In legacy BIOS mode the USB must contain a valid MBR in the first 512 bytes. That MBR must include executable boot code and at least one active (bootable) partition. The BIOS itself does not understand filesystems; it simply loads and executes the boot code found in the first sector. If that code is valid and the partition table looks correct, the device is considered bootable.
In UEFI mode the process is different. The device must contain an EFI System Partition formatted as FAT32, and inside it there must be a file such as EFI/BOOT/BOOTX64.EFI for amd64 systems. UEFI firmware looks for that file and loads it directly.
If a USB device appears in BIOS but does not boot, it usually means the boot code is missing or invalid, the partition is not marked active in legacy mode, the layout is incorrect, or the image was not written properly. Simply copying files to a USB stick does not make it bootable.
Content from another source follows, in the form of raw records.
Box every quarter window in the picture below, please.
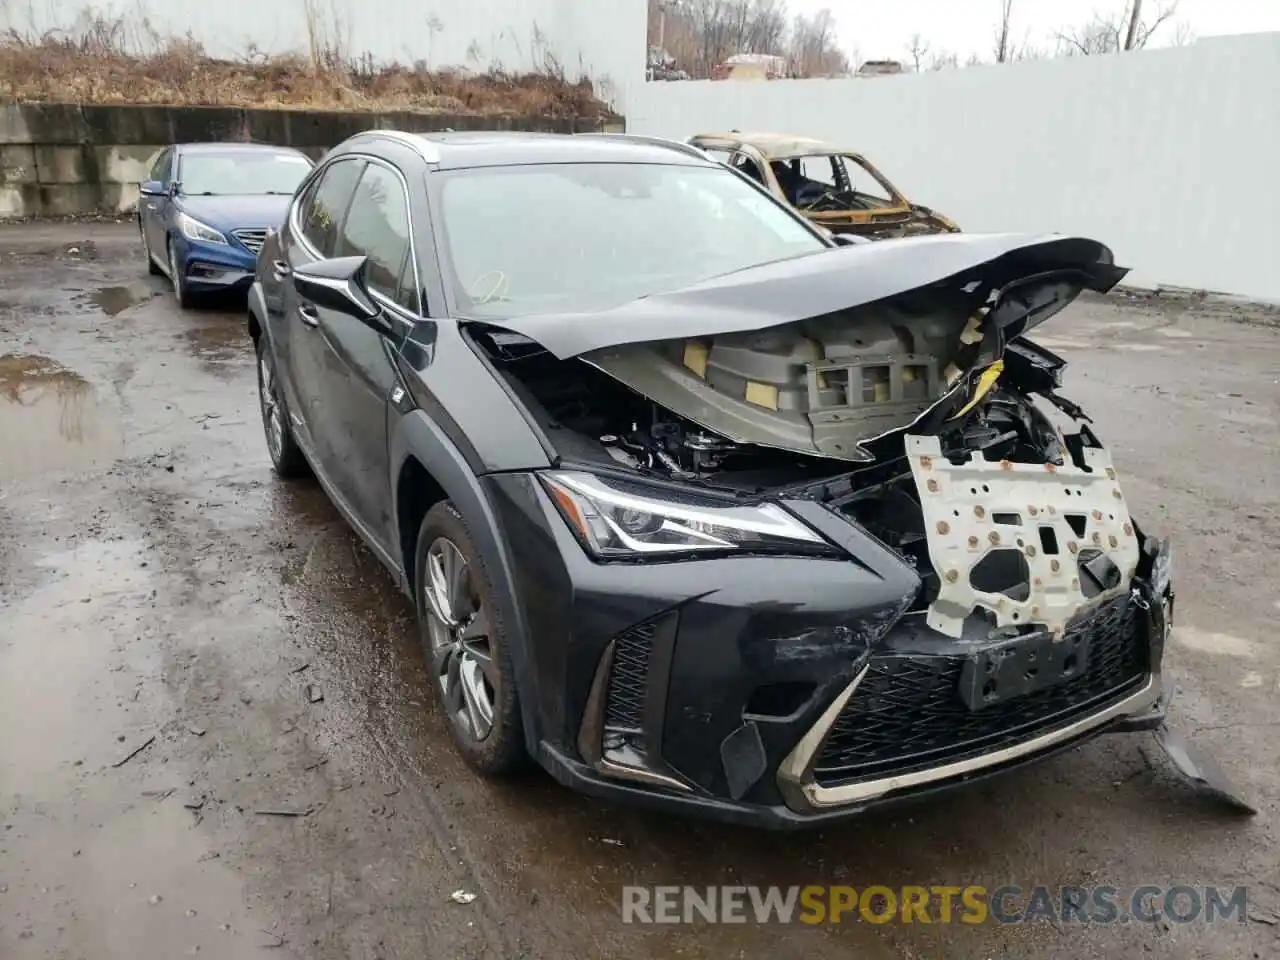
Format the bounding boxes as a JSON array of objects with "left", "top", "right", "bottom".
[
  {"left": 336, "top": 162, "right": 416, "bottom": 311},
  {"left": 299, "top": 159, "right": 365, "bottom": 258}
]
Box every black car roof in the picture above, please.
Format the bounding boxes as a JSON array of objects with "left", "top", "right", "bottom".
[{"left": 342, "top": 130, "right": 713, "bottom": 171}]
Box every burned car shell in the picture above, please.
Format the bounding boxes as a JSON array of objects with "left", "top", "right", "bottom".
[
  {"left": 248, "top": 131, "right": 1173, "bottom": 829},
  {"left": 688, "top": 131, "right": 960, "bottom": 239}
]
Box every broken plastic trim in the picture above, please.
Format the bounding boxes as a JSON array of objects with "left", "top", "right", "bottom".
[
  {"left": 1151, "top": 724, "right": 1257, "bottom": 815},
  {"left": 906, "top": 433, "right": 1140, "bottom": 638}
]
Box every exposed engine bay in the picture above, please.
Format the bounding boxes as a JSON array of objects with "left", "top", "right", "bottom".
[
  {"left": 472, "top": 331, "right": 1135, "bottom": 642},
  {"left": 467, "top": 236, "right": 1143, "bottom": 641}
]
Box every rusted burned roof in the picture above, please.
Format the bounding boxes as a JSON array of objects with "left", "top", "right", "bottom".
[{"left": 694, "top": 132, "right": 856, "bottom": 160}]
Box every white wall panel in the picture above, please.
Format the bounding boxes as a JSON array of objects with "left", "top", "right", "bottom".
[{"left": 628, "top": 34, "right": 1280, "bottom": 300}]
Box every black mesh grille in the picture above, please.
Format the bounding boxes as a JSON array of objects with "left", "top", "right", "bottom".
[
  {"left": 604, "top": 622, "right": 656, "bottom": 734},
  {"left": 814, "top": 594, "right": 1149, "bottom": 785}
]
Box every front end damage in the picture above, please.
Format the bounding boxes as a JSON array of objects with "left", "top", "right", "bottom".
[{"left": 469, "top": 234, "right": 1250, "bottom": 824}]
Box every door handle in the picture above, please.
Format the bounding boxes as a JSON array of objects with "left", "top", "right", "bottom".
[
  {"left": 272, "top": 259, "right": 291, "bottom": 282},
  {"left": 298, "top": 302, "right": 320, "bottom": 327}
]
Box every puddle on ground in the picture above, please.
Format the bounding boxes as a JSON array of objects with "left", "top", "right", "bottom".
[
  {"left": 182, "top": 322, "right": 252, "bottom": 378},
  {"left": 88, "top": 284, "right": 155, "bottom": 316},
  {"left": 0, "top": 353, "right": 124, "bottom": 481}
]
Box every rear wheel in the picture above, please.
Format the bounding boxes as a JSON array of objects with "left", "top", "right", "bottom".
[
  {"left": 415, "top": 502, "right": 528, "bottom": 776},
  {"left": 255, "top": 336, "right": 309, "bottom": 478}
]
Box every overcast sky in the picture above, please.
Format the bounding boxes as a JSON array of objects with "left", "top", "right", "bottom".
[{"left": 786, "top": 0, "right": 1280, "bottom": 61}]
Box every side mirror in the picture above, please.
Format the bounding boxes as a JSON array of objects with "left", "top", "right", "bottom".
[
  {"left": 292, "top": 256, "right": 393, "bottom": 336},
  {"left": 139, "top": 180, "right": 165, "bottom": 197}
]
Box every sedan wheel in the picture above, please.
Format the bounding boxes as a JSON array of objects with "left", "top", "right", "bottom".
[
  {"left": 141, "top": 224, "right": 161, "bottom": 276},
  {"left": 254, "top": 335, "right": 309, "bottom": 478},
  {"left": 168, "top": 239, "right": 192, "bottom": 309},
  {"left": 423, "top": 536, "right": 496, "bottom": 742}
]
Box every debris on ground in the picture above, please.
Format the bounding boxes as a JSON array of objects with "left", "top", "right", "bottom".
[
  {"left": 449, "top": 890, "right": 478, "bottom": 905},
  {"left": 306, "top": 684, "right": 324, "bottom": 704},
  {"left": 111, "top": 734, "right": 156, "bottom": 767},
  {"left": 255, "top": 805, "right": 317, "bottom": 818}
]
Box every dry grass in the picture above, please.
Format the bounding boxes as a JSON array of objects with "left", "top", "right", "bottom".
[{"left": 0, "top": 10, "right": 613, "bottom": 118}]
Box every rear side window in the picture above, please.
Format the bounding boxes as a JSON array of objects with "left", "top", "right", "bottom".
[
  {"left": 336, "top": 162, "right": 416, "bottom": 312},
  {"left": 298, "top": 159, "right": 365, "bottom": 258}
]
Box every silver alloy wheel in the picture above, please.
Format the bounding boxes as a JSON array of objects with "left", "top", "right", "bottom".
[
  {"left": 169, "top": 243, "right": 183, "bottom": 301},
  {"left": 257, "top": 350, "right": 284, "bottom": 462},
  {"left": 422, "top": 536, "right": 496, "bottom": 742}
]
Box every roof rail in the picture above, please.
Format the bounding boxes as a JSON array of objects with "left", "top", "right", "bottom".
[
  {"left": 575, "top": 132, "right": 714, "bottom": 163},
  {"left": 353, "top": 128, "right": 442, "bottom": 164}
]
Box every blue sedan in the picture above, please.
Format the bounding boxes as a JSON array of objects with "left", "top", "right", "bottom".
[{"left": 137, "top": 142, "right": 315, "bottom": 308}]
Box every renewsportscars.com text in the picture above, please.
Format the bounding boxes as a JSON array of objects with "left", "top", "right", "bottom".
[{"left": 620, "top": 884, "right": 1249, "bottom": 926}]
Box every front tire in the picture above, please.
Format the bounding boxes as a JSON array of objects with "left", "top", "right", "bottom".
[
  {"left": 168, "top": 237, "right": 193, "bottom": 309},
  {"left": 415, "top": 502, "right": 528, "bottom": 776},
  {"left": 255, "top": 335, "right": 309, "bottom": 478},
  {"left": 141, "top": 221, "right": 162, "bottom": 276}
]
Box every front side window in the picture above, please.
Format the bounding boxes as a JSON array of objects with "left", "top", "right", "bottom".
[
  {"left": 299, "top": 159, "right": 366, "bottom": 258},
  {"left": 336, "top": 162, "right": 415, "bottom": 311},
  {"left": 435, "top": 162, "right": 825, "bottom": 319},
  {"left": 149, "top": 149, "right": 172, "bottom": 183},
  {"left": 178, "top": 151, "right": 314, "bottom": 197}
]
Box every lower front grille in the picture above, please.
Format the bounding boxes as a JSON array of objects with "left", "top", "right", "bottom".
[
  {"left": 814, "top": 594, "right": 1149, "bottom": 785},
  {"left": 232, "top": 228, "right": 267, "bottom": 254},
  {"left": 604, "top": 621, "right": 655, "bottom": 737}
]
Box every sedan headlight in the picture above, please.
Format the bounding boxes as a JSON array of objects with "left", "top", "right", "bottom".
[
  {"left": 540, "top": 471, "right": 833, "bottom": 559},
  {"left": 176, "top": 211, "right": 227, "bottom": 245}
]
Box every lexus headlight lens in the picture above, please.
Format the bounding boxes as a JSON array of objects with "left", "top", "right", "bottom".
[
  {"left": 177, "top": 211, "right": 227, "bottom": 245},
  {"left": 540, "top": 471, "right": 833, "bottom": 559}
]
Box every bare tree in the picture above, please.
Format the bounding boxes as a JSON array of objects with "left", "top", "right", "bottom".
[
  {"left": 905, "top": 32, "right": 930, "bottom": 72},
  {"left": 1054, "top": 0, "right": 1181, "bottom": 55},
  {"left": 791, "top": 8, "right": 848, "bottom": 76},
  {"left": 994, "top": 0, "right": 1014, "bottom": 62},
  {"left": 648, "top": 0, "right": 848, "bottom": 79},
  {"left": 927, "top": 49, "right": 960, "bottom": 71}
]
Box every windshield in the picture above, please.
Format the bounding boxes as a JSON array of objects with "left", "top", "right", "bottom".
[
  {"left": 435, "top": 162, "right": 827, "bottom": 318},
  {"left": 178, "top": 152, "right": 313, "bottom": 196}
]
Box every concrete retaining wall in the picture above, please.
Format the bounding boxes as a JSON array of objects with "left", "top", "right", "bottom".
[{"left": 0, "top": 103, "right": 621, "bottom": 218}]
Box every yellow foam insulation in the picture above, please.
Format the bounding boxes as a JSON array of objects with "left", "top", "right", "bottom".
[
  {"left": 959, "top": 308, "right": 987, "bottom": 345},
  {"left": 745, "top": 381, "right": 780, "bottom": 409},
  {"left": 682, "top": 341, "right": 709, "bottom": 378}
]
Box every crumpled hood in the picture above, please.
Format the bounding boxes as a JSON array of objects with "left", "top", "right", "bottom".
[
  {"left": 472, "top": 233, "right": 1127, "bottom": 360},
  {"left": 473, "top": 233, "right": 1127, "bottom": 463}
]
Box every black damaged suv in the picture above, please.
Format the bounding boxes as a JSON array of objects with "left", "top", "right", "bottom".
[{"left": 248, "top": 129, "right": 1175, "bottom": 827}]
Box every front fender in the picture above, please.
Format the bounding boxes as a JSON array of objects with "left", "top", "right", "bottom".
[{"left": 390, "top": 409, "right": 543, "bottom": 752}]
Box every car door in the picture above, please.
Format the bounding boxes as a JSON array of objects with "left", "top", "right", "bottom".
[
  {"left": 303, "top": 158, "right": 419, "bottom": 548},
  {"left": 280, "top": 156, "right": 366, "bottom": 469},
  {"left": 141, "top": 148, "right": 172, "bottom": 255}
]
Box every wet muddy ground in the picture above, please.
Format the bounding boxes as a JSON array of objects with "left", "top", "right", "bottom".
[{"left": 1, "top": 222, "right": 1278, "bottom": 959}]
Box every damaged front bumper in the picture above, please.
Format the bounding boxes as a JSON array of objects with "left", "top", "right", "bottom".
[{"left": 489, "top": 466, "right": 1181, "bottom": 829}]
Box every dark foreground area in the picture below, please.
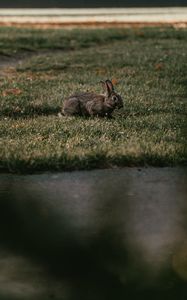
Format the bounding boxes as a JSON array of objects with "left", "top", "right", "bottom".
[{"left": 0, "top": 167, "right": 187, "bottom": 299}]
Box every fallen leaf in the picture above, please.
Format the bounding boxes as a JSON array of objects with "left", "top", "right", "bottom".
[
  {"left": 155, "top": 63, "right": 164, "bottom": 71},
  {"left": 111, "top": 78, "right": 118, "bottom": 85},
  {"left": 2, "top": 88, "right": 23, "bottom": 97}
]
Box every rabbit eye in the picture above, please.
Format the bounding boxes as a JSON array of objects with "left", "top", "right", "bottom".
[{"left": 112, "top": 96, "right": 118, "bottom": 102}]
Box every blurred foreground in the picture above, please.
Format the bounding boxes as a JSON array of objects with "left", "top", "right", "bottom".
[{"left": 0, "top": 167, "right": 187, "bottom": 300}]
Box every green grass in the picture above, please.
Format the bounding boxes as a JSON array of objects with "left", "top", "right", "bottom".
[{"left": 0, "top": 27, "right": 186, "bottom": 172}]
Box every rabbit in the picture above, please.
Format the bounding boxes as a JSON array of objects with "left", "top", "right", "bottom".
[{"left": 62, "top": 79, "right": 123, "bottom": 118}]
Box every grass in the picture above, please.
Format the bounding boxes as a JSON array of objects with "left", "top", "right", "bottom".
[{"left": 0, "top": 26, "right": 186, "bottom": 172}]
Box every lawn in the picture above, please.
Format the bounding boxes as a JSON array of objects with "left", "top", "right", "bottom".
[{"left": 0, "top": 27, "right": 186, "bottom": 172}]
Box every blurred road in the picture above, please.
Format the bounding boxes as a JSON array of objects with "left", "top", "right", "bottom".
[{"left": 0, "top": 7, "right": 187, "bottom": 27}]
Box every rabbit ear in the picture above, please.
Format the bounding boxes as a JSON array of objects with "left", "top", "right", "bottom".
[
  {"left": 105, "top": 80, "right": 114, "bottom": 95},
  {"left": 100, "top": 80, "right": 107, "bottom": 92},
  {"left": 100, "top": 80, "right": 114, "bottom": 95}
]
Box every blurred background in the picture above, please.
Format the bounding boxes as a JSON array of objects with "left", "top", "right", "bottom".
[{"left": 0, "top": 0, "right": 187, "bottom": 7}]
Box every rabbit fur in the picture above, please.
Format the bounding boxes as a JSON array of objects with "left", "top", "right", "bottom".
[{"left": 62, "top": 80, "right": 123, "bottom": 117}]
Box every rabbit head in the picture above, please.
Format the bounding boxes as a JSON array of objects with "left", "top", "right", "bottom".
[{"left": 101, "top": 80, "right": 123, "bottom": 110}]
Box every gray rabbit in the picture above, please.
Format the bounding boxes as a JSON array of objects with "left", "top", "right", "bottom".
[{"left": 62, "top": 80, "right": 123, "bottom": 118}]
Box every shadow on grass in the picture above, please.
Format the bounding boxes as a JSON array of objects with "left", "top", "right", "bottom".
[{"left": 0, "top": 105, "right": 61, "bottom": 118}]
If the USB device does not appear at all, it can be due to firmware limitations. Some BIOS versions only recognize devices that present themselves as USB hard disks. Some sticks identify themselves in unusual ways and are not handled correctly. The partition table may be corrupted, or the firmware may fail to initialize the device early enough during startup.
Seeing the device listed in BIOS only means the firmware detects it as storage. It does not guarantee that it contains valid boot code.
The most reliable way to make a FreeBSD USB bootable is to write a proper memstick image directly to the device using dd, which ensures the correct boot structures are present.